Le falló la lealtad incondicional que él esperaba de Lenín Moreno, quien decidió imponer su sentido de responsabilidad y negar el apoyo para lograr la impunidad que le demandaba el ex presidente. Tampoco logró que los integrantes de la Corte Nacional de Justicia le siguieran respondiendo cuando dejó la presidencia.

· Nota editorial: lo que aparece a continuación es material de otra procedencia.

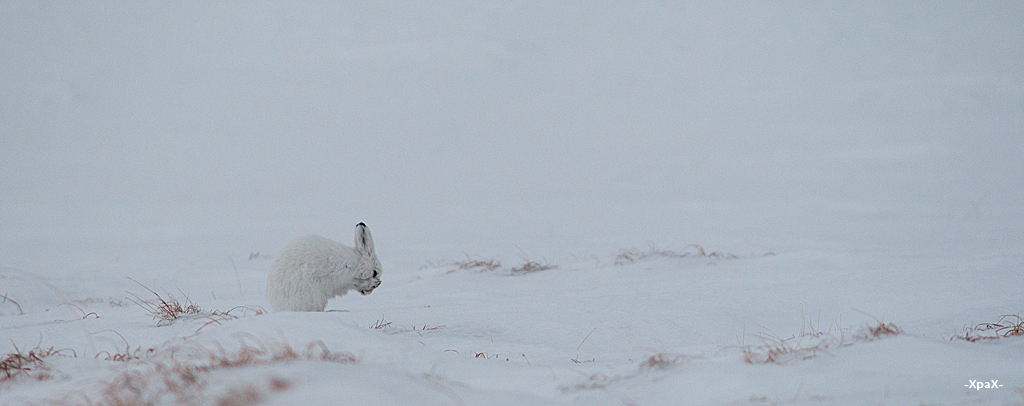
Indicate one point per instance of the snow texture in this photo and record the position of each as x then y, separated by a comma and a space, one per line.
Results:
638, 203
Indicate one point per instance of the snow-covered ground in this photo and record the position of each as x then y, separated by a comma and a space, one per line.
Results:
843, 167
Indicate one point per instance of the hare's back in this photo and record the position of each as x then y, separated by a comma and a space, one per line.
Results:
312, 252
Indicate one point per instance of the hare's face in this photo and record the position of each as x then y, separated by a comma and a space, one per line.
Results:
369, 277
368, 274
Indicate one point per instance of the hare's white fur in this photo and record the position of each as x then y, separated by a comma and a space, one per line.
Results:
311, 270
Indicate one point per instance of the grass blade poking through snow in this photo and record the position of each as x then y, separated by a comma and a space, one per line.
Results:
164, 310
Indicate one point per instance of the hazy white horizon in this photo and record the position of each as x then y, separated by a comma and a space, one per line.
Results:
157, 136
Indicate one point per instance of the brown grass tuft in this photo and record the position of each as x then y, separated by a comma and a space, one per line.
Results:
380, 324
31, 363
530, 267
478, 265
179, 374
811, 341
662, 361
1007, 326
692, 250
165, 310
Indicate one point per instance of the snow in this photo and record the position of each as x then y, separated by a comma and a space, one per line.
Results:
842, 166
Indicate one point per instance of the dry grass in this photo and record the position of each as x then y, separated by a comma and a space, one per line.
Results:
380, 324
662, 361
166, 310
692, 250
217, 318
31, 363
1007, 326
179, 375
478, 265
530, 267
812, 341
4, 298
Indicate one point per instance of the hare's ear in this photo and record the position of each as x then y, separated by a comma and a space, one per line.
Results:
364, 241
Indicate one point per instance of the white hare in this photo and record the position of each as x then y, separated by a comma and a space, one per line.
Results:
311, 270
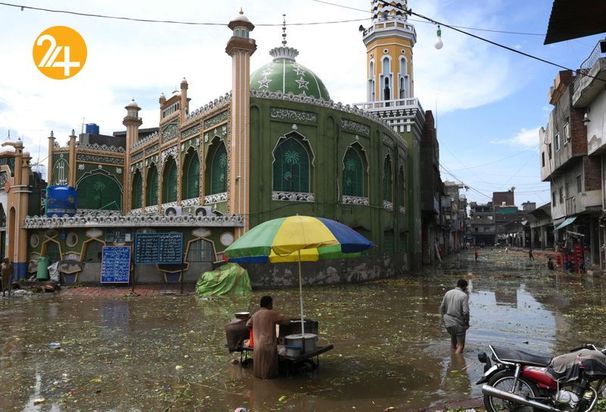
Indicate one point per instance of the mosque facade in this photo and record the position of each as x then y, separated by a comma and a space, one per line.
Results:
275, 146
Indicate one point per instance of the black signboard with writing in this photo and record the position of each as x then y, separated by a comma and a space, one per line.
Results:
159, 248
115, 264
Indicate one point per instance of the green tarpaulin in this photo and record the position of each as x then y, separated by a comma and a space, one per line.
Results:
229, 279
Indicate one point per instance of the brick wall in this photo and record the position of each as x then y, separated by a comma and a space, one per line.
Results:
593, 173
578, 132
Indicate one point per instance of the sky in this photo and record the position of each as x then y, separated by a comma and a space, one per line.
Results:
488, 102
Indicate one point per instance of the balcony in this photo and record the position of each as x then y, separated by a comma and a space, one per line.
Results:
588, 85
400, 114
581, 202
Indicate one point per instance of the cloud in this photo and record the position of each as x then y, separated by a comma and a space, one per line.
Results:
527, 138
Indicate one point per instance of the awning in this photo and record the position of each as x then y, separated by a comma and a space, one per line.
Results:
566, 222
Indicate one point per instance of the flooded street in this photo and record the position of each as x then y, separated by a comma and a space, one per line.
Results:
168, 352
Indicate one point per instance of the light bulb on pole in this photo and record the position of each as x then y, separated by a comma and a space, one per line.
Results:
439, 43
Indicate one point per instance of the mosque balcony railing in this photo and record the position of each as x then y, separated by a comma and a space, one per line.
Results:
215, 198
389, 25
293, 196
384, 105
135, 221
355, 200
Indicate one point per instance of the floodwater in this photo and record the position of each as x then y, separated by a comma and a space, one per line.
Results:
168, 352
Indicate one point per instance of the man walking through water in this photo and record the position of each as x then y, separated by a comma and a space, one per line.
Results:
455, 315
265, 354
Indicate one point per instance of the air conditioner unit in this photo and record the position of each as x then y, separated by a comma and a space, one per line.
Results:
173, 211
204, 211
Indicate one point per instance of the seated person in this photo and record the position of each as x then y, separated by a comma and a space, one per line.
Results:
263, 323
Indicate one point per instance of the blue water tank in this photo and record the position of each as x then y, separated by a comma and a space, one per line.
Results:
60, 201
92, 128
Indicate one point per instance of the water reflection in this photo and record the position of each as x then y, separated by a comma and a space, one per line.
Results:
169, 352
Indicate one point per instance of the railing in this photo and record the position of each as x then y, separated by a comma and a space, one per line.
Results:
571, 205
411, 102
593, 57
389, 24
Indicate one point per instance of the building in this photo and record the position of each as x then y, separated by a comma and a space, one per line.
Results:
541, 227
454, 217
276, 145
482, 227
574, 177
431, 191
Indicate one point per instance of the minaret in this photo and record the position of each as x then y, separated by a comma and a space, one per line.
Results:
17, 193
184, 100
132, 121
51, 151
71, 177
389, 42
240, 47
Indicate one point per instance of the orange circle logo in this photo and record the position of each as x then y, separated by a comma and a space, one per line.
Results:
59, 52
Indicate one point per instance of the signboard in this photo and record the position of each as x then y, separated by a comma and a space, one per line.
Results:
115, 264
159, 248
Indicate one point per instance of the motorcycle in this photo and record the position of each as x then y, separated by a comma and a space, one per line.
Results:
519, 380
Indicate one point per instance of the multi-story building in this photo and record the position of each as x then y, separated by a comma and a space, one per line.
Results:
589, 103
276, 145
482, 227
454, 216
541, 227
574, 177
431, 190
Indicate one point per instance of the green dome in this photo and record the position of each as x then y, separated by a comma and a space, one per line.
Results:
285, 75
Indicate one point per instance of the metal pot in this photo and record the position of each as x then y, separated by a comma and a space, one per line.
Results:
296, 341
242, 315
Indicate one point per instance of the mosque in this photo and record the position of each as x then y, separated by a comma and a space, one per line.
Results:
276, 145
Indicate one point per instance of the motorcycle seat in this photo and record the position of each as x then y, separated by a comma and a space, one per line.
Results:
521, 356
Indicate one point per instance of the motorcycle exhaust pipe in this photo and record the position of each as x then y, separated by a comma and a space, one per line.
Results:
512, 397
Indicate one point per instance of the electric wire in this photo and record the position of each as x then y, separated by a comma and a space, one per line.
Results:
494, 43
427, 22
181, 22
463, 183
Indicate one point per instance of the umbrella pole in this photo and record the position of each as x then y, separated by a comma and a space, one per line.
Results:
301, 302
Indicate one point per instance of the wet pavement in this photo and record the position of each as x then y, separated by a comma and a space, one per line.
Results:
99, 349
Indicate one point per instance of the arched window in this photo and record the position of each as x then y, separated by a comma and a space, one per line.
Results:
403, 79
137, 189
386, 76
61, 172
386, 89
354, 172
403, 198
385, 66
291, 166
151, 195
169, 181
191, 175
217, 176
371, 82
387, 179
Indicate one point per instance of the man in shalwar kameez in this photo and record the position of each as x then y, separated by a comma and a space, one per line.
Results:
265, 353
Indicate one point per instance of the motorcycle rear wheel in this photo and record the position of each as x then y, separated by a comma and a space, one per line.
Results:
504, 381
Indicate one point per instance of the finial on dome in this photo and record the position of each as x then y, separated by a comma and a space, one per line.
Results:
284, 30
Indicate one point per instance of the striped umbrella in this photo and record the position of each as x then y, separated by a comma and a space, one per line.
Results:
297, 239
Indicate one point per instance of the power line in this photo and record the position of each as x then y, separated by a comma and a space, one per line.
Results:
182, 22
511, 49
463, 183
426, 22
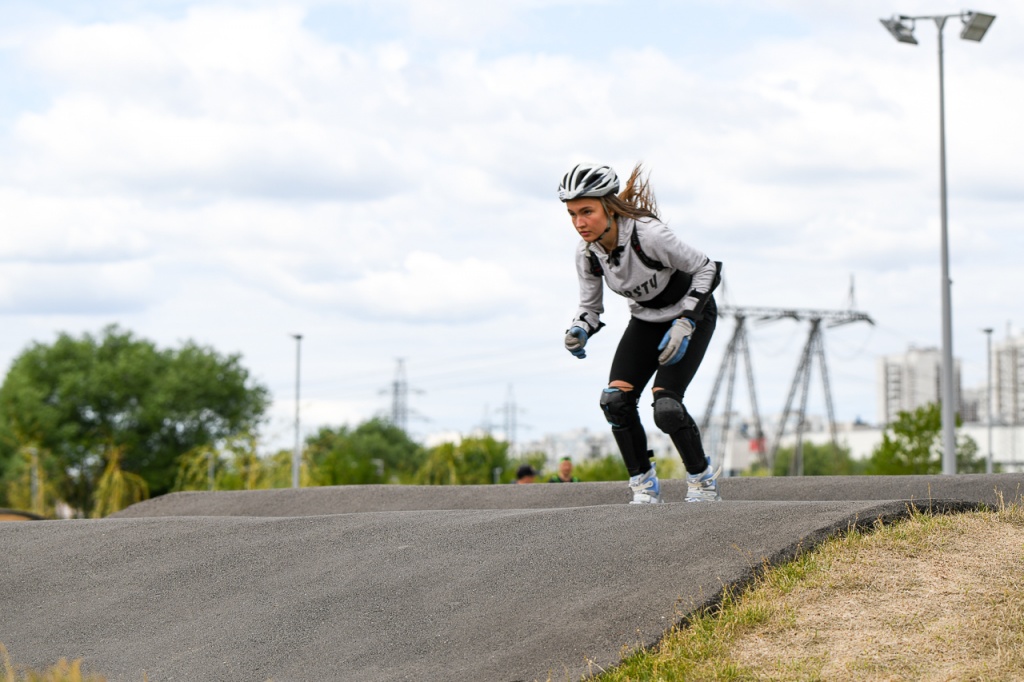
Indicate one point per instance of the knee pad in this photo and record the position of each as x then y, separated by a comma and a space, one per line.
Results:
620, 408
670, 415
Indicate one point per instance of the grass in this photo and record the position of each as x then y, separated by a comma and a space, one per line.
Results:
932, 597
928, 598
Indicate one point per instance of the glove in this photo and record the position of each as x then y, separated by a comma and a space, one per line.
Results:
675, 341
576, 339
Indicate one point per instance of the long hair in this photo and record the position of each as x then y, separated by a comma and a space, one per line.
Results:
636, 200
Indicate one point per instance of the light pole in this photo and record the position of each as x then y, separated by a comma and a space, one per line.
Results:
988, 398
975, 26
297, 455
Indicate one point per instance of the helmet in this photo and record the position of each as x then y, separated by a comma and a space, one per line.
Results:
588, 180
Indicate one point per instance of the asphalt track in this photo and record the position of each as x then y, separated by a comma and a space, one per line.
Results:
415, 583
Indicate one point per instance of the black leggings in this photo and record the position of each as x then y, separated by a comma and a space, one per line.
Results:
635, 363
636, 357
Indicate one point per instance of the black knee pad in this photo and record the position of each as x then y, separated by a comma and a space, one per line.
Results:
620, 408
670, 415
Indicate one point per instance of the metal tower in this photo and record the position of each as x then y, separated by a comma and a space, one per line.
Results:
813, 348
399, 397
737, 345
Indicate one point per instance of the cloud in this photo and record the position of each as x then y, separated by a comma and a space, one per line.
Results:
233, 171
80, 290
430, 289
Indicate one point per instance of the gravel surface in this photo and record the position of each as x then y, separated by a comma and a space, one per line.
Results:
413, 583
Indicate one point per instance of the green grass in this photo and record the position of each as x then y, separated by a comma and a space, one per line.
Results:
930, 597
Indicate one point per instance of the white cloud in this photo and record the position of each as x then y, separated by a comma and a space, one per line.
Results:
229, 173
429, 288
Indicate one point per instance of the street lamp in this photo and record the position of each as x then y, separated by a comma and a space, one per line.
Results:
988, 399
297, 455
975, 26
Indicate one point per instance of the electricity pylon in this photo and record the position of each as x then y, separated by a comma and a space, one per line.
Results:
813, 348
737, 345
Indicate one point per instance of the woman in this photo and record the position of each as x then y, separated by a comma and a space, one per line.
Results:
673, 314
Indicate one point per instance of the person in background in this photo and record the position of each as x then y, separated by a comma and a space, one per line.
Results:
626, 247
525, 474
564, 474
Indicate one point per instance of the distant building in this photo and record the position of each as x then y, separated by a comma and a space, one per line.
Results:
1008, 375
911, 380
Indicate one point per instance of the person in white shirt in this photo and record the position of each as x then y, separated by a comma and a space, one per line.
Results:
669, 284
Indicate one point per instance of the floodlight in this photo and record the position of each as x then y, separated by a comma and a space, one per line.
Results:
900, 31
975, 25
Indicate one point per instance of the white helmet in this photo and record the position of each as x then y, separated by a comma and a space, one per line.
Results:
588, 180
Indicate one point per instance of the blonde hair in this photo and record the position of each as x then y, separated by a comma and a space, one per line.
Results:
636, 200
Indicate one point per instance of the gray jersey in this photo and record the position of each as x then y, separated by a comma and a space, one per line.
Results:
628, 275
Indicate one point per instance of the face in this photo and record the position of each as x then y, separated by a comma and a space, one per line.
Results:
588, 217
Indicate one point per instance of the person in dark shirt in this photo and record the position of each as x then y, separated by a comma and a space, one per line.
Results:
564, 474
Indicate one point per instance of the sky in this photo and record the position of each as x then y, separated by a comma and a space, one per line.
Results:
381, 178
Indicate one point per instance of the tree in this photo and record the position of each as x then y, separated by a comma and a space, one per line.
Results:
80, 397
820, 460
609, 467
471, 462
375, 452
911, 444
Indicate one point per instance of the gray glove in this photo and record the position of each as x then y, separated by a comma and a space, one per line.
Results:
675, 341
576, 339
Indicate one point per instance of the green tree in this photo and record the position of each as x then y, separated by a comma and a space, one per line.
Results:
471, 462
375, 452
819, 460
609, 467
79, 397
30, 483
117, 488
911, 444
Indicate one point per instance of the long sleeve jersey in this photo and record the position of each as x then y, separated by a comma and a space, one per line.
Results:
683, 285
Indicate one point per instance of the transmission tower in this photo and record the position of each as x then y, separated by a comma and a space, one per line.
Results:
510, 411
399, 397
813, 348
737, 347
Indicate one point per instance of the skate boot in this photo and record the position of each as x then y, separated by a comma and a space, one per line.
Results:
646, 488
702, 486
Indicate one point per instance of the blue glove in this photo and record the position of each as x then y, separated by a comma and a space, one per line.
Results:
675, 341
576, 339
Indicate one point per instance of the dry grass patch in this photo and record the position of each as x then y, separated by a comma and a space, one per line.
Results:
928, 598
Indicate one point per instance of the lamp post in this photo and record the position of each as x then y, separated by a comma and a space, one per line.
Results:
988, 399
297, 455
975, 26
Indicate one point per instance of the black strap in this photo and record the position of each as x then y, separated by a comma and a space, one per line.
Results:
678, 287
595, 263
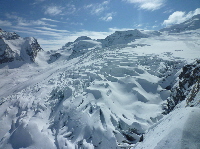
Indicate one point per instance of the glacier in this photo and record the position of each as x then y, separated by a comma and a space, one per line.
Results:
106, 93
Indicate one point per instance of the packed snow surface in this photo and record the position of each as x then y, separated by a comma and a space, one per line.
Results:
90, 96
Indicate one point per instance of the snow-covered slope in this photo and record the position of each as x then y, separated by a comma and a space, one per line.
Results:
191, 24
94, 96
122, 37
18, 50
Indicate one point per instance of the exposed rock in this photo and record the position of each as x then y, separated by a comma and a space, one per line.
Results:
187, 87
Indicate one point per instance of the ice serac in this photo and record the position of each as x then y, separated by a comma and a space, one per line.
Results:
122, 37
15, 48
191, 24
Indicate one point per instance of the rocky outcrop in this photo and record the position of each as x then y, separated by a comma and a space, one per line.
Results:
33, 48
15, 48
187, 86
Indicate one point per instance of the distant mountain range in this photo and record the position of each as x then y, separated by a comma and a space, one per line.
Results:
135, 89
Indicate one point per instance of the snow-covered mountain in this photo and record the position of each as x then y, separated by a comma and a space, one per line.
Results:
191, 24
117, 92
15, 49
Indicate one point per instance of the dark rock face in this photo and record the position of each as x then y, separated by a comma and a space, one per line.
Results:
187, 87
8, 35
33, 49
26, 50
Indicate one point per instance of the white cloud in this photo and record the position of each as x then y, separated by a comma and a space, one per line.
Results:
53, 10
24, 22
46, 19
5, 23
97, 8
148, 4
108, 17
180, 16
53, 39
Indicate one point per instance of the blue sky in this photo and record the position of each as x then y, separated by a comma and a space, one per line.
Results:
56, 22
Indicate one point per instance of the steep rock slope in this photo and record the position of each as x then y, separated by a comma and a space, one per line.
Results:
91, 96
179, 129
187, 86
15, 48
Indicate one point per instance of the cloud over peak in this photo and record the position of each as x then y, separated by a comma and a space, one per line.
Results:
53, 10
180, 16
148, 4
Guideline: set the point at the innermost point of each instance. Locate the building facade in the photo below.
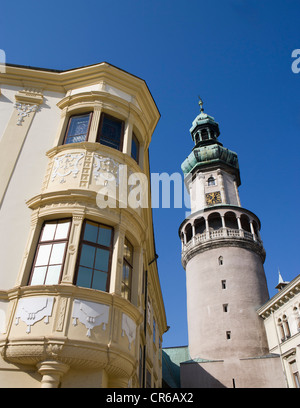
(281, 316)
(223, 256)
(80, 298)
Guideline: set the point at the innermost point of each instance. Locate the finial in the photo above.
(280, 280)
(201, 104)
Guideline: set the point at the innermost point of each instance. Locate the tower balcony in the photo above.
(96, 170)
(214, 228)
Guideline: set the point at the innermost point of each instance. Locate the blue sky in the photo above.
(236, 54)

Es probable que cuando decidió postular para presidente a Alberto Fernández, Cristina haya tomado recaudos para asegurarse que el personaje no se le transformaría en un Lenin Moreno. Entre paréntesis, ahora en Ecuador, Rafael Correa, que ya tiene condenas en firme por corrupción, está imitando a Cristina para volver al poder: ha postulado a un candidato, Andrés Arauz, al que planea controlar con más eficacia que a Lenín Moreno. Hace algunas semanas la vicepresidenta recibió a Arauz en su despacho del Senado, lo que pone de manifiesto la cercanía política de Cristina con Correa. No caben dudas de que conversan sobre sus respectivas experiencias, no sólo sobre cómo controlar a quienes promueven a la presidencia, sino sobre los riesgos de que los nuevos jueces, aun habiendo sido designados por ellos, puedan negarse a brindarles impunidad si pierden el poder.